By BRAD CARLSON //
Gemba, the place where things happen, is crucial to successful innovation.
Gemba is a Japanese phrase meaning “the actual place.” It’s a term used often in the Toyota Production System, a comprehensive manufacturing-management system developed by Toyota to achieve efficiency, high quality and waste elimination.
“Going to Gemba” was a practice broadly adopted by the Danaher Corp., where I worked for about 10 years. The concept is simple: Truly understanding a problem usually requires investigation at the source.
This is one of the most important concepts for product developers to adopt and deploy. Going to Gemba is the best way to gain the experience of the customer quickly and efficiently, and critical to defining the value of innovation.
Gemba can be anywhere: a laboratory, a manufacturing line, a co-worker’s desk. Some of the most exciting trips to Gemba come from visiting customer sites – engineers should immerse themselves in their customers’ environment, walk in their shoes, build a passion to solve their problems.

Brad Carlson: Journey man.
When I was working at dental-imaging solutions provider DEXIS, I needed to solve an intermittent problem plaguing DEXIS Platinum, a sensor that captures X-ray images of teeth. Customers reported an intermittent malfunction, but when it was returned to our customer service center the malfunction could not be replicated.
This went on for months, at a cost of millions of dollars in returned products. My instinct told me to go to Gemba and experience the problem firsthand.
My frequent-flyer status went through the roof. It took weeks and dozens of customer visits to identify the root cause of the problem, which could only be solved by leveraging innovative diagnostic tools to capture the fault.
Not only did we ultimately figure it out, but the customer appreciated our commitment to problem solving and we gained significant customer loyalty.

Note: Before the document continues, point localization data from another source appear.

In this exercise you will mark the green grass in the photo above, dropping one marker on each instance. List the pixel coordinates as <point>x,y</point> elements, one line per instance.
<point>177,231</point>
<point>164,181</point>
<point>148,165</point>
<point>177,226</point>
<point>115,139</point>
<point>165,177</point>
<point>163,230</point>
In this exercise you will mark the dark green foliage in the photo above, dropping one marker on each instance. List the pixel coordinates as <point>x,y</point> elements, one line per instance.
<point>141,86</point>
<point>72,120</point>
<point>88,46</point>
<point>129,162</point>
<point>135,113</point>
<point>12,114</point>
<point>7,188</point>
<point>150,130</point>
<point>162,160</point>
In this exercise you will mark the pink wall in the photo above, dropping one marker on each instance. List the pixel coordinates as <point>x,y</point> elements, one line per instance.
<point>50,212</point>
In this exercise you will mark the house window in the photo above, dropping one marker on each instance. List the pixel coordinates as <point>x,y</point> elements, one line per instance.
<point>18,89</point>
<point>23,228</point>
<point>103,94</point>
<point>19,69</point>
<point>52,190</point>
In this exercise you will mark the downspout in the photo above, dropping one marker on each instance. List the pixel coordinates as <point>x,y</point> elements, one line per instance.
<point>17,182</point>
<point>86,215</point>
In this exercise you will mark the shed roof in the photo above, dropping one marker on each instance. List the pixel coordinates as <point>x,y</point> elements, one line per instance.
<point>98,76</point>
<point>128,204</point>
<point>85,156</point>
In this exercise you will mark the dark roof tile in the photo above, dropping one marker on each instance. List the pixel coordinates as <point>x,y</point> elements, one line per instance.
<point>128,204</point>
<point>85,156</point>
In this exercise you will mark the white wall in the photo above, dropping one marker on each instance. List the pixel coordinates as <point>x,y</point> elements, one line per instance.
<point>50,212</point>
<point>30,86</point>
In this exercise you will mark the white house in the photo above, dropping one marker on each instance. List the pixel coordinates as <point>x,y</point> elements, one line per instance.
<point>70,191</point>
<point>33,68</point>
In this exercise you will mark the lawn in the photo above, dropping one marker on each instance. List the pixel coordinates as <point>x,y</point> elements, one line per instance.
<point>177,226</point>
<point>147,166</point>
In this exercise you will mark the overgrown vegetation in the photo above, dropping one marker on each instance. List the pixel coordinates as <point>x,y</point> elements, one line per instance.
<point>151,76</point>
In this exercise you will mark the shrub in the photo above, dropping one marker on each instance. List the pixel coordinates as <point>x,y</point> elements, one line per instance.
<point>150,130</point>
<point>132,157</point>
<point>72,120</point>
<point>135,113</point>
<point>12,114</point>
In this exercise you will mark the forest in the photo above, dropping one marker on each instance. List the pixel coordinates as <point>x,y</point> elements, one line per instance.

Even quick journeys to Gemba can pay off. When I worked for Symbol Technologies (now part of Zebra Technologies), there was a problem with one of our products at a Rolls Royce factory in Derby, England, and off I went.

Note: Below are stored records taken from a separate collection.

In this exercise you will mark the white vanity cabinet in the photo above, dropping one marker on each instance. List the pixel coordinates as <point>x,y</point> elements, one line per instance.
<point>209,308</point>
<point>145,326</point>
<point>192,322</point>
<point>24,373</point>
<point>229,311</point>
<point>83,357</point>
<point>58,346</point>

I landed at Heathrow around midnight local time, took a car service to Derby, slept for a few hours and hit the customer site at 8 a.m. After one day of working through some challenging barcode-imaging applications, I was back in the car to Heathrow and back to New York. Just 36 hours total – but the insights gained from visiting the Rolls Royce factory led to significant strides in our product innovation.

Going places: “Going to Gemba” can mean many things … but the goal is always the same.
“Gemba walks” are not always challenging. In fact, they often involve positive stories about how products help people in their everyday lives.
I once visited a Virginia neurologist who was using LivaNova’s vagus nerve stimulator to treat epilepsy. He’d been treating a 70-year-old male for about a decade when he suggested a VNS implant to help control his seizures. The patient – who loved cars and driving – had been diagnosed in his early 20s and had been ineligible for a driver’s license ever since.
The VNS device, in combination with other treatments, led to 12 months without a seizure, allowing the patient to realize his dream of driving again. He bought a new Jaguar and graciously hit the road.
Of course, going to Gemba doesn’t always require actual travel. When I started working on LivaNova’s epilepsy-treatment device, one of the first things I did was read “A Mind Unraveled” by Kurt Eichenwald, a fantastic memoir of Eichenwald’s life with epilepsy. My goal was to gain a better understanding of patients’ needs – another way of understanding the customer’s environment and how they operate in it.
Going to Gemba is not always easy, especially with Long Island traffic. But the knowledge gained often leads to breakthrough innovation that your customers participate in – and they’ll appreciate you all the more because of it.
Brad Carlson is vice president of technology and business development at Hauppauge-based Intelligent Product Solutions.